- Category: Music: Musings
- Written by Jim Dee
One of my heroes turns 109 today. Of course, he's long dead; so, turning 109 is probably no biggie for him. George Gershwin died at 38 years old -- same age I am now. Like all the pianistic greats before him, it's a little staggering to consider all he accomplished by that age. (He was no Mozart, of course -- who died even younger, at 35, leaving behind considerably more -- but still damn impressive by almost any other standard.)

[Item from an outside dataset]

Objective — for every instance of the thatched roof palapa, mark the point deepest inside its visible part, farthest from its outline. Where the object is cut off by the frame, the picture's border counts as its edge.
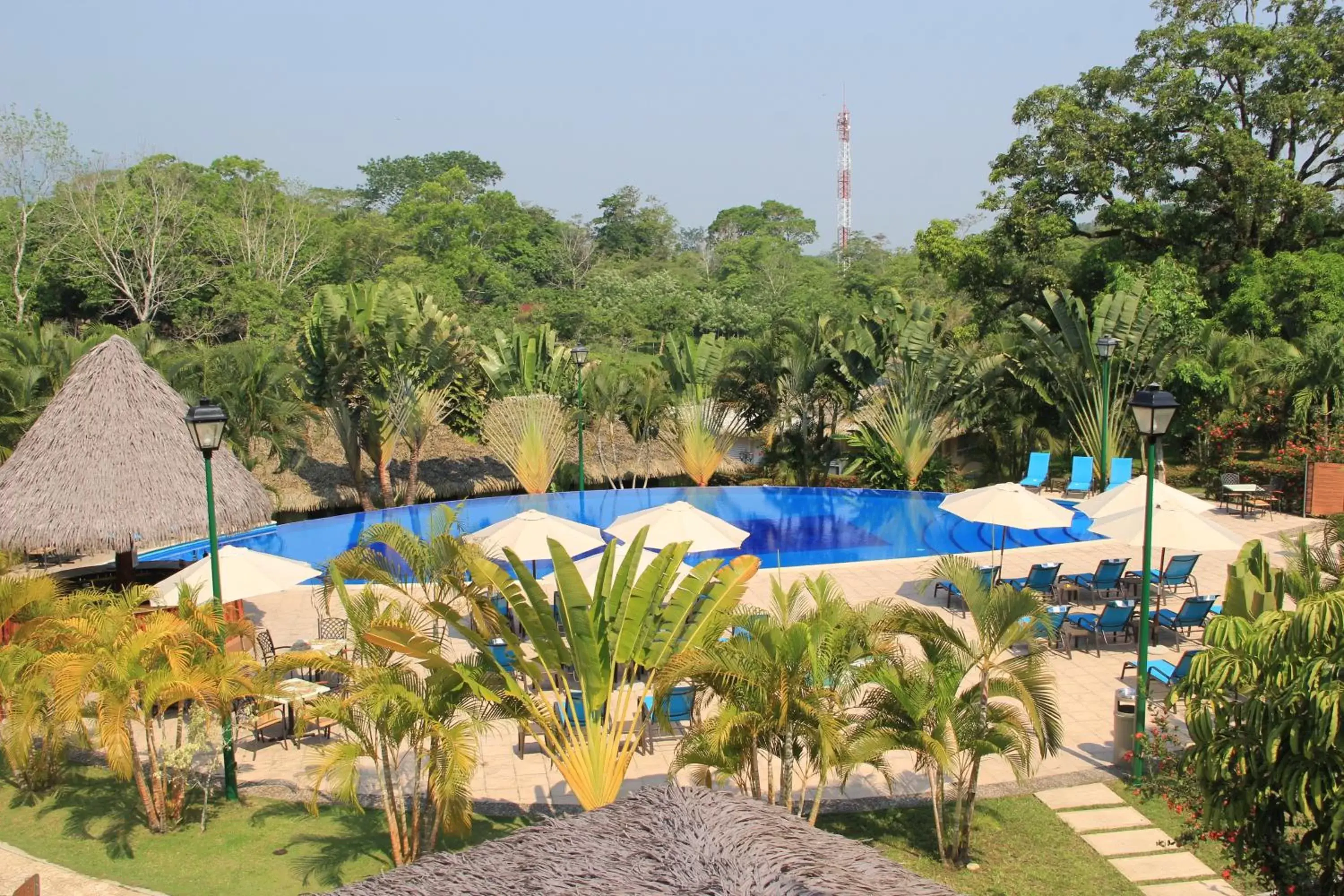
(111, 466)
(660, 841)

In my down time, I like to screw around at the piano. I'm no Gershwin, of course. But I do find it enjoyable to pen novelty ragtime pieces from time to time. I've written 13 such numbers over the past few years, a few of which are kind of catchy. Here's my latest (a MIDI file, approx 4 minutes long). Aside from the syncopation, it's not exactly what you'd call Gershwinesque, but I suppose it does have its Tin Pan Alley influences in the B strain (especially if you're familiar with a tune called Kitten on the Keys by Zez Confrey).
"Classic" ragtime, for those curious, generally follows the form: Intro (optional), A strain, A strain repeat, B strain, B strain repeat, A strain once again, C strain (often called the Trio), C strain again, D strain (sometimes called the finale), D strain again. (Sometimes that format varies a little.)
Occasionally, all those repeats can sound a little, well, repetitive. Many pianists who perform within this genre use the repeats as an opportunity to improvise. Others just "play it straight." Personally, I'm not the best improviser in the world, so I tend to just play things as written. Or, if I write them myself, I might write out the repeat and compose the "improvisations" (which are usually subtle in my case).